= Holditch's theorem =

On the area enclosed by a point on a rigid chord rotating inside a convex closed curve

In plane geometry, Holditch's theorem states that if a chord of fixed length is allowed to rotate inside a convex closed curve, then the locus of a point on the chord a distance p from one end and a distance q from the other is a closed curve whose enclosed area is less than that of the original curve by $\pi pq$. The theorem was published in 1858 by Rev. Hamnet Holditch. While not mentioned by Holditch, the proof of the theorem requires an assumption that the chord be short enough that the traced locus is a simple closed curve.

==Observations==
The theorem is included as one of Clifford Pickover's 250 milestones in the history of mathematics.
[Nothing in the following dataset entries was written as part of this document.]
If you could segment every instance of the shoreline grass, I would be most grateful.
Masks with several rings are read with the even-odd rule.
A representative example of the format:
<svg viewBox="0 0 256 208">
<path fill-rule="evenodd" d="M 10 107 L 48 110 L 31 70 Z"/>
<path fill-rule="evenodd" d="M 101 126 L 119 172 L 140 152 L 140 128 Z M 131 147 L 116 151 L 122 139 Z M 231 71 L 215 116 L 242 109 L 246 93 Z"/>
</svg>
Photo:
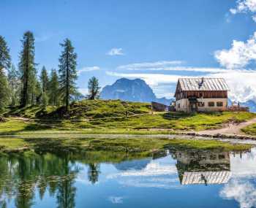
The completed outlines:
<svg viewBox="0 0 256 208">
<path fill-rule="evenodd" d="M 192 139 L 165 138 L 0 138 L 0 152 L 110 151 L 113 153 L 152 153 L 170 147 L 195 150 L 228 151 L 248 150 L 252 146 L 244 144 Z"/>
</svg>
Some peculiarities of the theorem include that the area formula $\pi pq$ is independent of both the shape and the size of the original curve, and that the area formula is the same as for that of the area of an ellipse with semi-axes p and q. The theorem's author was a president of Caius College, Cambridge.

==Extensions==

Broman gives a more precise statement of the theorem, along with a generalization. The generalization allows, for example, consideration of the case in which the outer curve is a triangle, so that the conditions of the precise statement of Holditch's theorem do not hold because the paths of the endpoints of the chord have retrograde portions (portions that retrace themselves) whenever an acute angle is traversed. Nevertheless, the generalization shows that if the chord is shorter than any of the triangle's altitudes, and is short enough that the traced locus is a simple curve, Holditch's formula for the in-between area is still correct (and remains so if the triangle is replaced by any convex polygon with a short enough chord). However, other cases result in different formulas.